Bu konuda DEM Parti olarak almış olduğunuz sorumluluk gereği biz barış ve demokratik toplum çağrısına sahip çıkıyoruz. Bunun gerekliliklerini yapmak üzere bütün toplumu demokrasi zemininde buluşturmak için çabamızı ortaya koyuyoruz. Bugünden sonra da kuşkusuz böyle olmaya devam edecektir. Şimdi çağrımız herkesedir bütün kesimleredir, bu Meclis’ten başlayarak bütün toplumun bir müzakere zemininde buluşmasını sağlamak yeni bir toplumsal mutabakatı var etmek ve yolu buradan açmak artık bir gereklilik olarak önümüzde durmaktadır.
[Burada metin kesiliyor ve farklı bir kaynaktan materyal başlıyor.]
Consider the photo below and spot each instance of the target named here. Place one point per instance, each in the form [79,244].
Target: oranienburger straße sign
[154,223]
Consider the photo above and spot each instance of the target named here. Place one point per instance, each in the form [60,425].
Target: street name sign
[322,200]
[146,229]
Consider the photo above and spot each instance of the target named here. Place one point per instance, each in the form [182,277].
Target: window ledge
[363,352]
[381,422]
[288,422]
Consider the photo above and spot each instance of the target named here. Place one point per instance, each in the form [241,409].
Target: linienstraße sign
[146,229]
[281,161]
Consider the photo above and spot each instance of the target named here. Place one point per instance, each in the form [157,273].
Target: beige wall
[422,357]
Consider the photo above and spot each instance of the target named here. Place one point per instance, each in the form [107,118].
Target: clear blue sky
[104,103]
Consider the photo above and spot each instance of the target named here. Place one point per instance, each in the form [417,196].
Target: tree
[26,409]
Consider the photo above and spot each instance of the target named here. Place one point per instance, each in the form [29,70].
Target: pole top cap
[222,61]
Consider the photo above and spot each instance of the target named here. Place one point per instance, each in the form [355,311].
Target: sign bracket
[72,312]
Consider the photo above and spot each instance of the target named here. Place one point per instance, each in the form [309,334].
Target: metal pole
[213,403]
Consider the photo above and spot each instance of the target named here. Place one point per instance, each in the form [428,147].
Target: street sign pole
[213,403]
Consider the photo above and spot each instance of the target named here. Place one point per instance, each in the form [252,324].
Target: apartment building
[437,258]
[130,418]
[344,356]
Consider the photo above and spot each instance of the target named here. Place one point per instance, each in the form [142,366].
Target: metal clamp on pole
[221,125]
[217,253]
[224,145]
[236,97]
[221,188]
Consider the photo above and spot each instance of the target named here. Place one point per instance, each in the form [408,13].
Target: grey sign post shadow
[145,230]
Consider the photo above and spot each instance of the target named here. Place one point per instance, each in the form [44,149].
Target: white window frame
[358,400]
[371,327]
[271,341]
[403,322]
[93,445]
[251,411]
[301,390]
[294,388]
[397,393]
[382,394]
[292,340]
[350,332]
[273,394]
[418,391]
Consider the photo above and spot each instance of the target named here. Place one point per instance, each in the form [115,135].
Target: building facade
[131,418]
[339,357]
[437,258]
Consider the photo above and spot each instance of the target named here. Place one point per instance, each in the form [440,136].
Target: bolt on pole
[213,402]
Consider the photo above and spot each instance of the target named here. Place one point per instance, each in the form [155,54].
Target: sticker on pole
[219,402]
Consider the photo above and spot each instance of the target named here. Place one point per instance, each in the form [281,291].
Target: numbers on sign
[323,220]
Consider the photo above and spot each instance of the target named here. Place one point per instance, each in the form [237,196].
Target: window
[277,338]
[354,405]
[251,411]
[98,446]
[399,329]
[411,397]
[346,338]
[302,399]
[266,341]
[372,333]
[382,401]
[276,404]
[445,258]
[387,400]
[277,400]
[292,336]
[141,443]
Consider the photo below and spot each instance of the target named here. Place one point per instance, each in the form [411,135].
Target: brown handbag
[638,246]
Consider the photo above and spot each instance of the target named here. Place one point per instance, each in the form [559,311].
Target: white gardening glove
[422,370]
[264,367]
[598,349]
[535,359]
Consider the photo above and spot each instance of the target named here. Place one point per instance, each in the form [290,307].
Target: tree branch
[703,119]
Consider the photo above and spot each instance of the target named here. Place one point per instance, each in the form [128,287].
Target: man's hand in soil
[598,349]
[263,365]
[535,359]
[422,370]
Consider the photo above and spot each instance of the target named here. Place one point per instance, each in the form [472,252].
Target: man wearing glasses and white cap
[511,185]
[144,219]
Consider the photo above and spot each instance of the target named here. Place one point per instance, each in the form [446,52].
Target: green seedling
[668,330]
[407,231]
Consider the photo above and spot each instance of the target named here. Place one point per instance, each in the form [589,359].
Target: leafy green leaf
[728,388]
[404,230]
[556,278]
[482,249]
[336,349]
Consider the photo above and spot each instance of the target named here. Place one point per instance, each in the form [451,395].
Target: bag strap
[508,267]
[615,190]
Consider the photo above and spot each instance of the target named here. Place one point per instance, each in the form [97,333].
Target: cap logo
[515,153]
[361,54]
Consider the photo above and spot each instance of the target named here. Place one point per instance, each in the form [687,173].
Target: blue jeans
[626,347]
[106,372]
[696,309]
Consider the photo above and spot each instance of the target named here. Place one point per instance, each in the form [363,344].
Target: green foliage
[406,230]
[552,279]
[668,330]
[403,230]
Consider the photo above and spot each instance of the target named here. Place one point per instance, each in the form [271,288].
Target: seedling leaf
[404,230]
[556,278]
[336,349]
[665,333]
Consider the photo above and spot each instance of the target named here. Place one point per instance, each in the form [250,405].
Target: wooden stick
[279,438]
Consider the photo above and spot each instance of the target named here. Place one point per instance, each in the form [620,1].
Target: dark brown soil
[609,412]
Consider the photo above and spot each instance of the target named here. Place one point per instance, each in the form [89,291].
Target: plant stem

“Önümüzdeki süreçte katedeceğimiz yol büyük önem taşımaktadır”

Meşhur bir laftır bir düşünürün söylediği gibi, ‘sessiz hakikate zehir bulaşır.’ O yüzden konuşmalıyız. O yüzden diyaloglar kurmalıyız, o yüzden hakikatin sesini yükseltmeliyiz. O hakikatin etrafında buluşmamıza engel olacak hiçbir şey yoktur mutlaka başarabiliriz. önümüzdeki süreç tam da bunu gösteriyor. Bu önümüzdeki süreçte katedeceğimiz yol büyük önem taşımaktadır. Çatışmalar dursun, şiddet dursun, silahlar sussun hep bunu söylüyoruz ama şunu da söylemeliyiz.

Silahları var eden nedenden mutlaka kurtulmalıyız. Salt silahları susturmak değil ülkeyi demokratikleştirmek istiyorsak silahların susması kadar o silahların hayata geçiren nedenlerden mutlaka hep birlikte kurtulmalıyız.”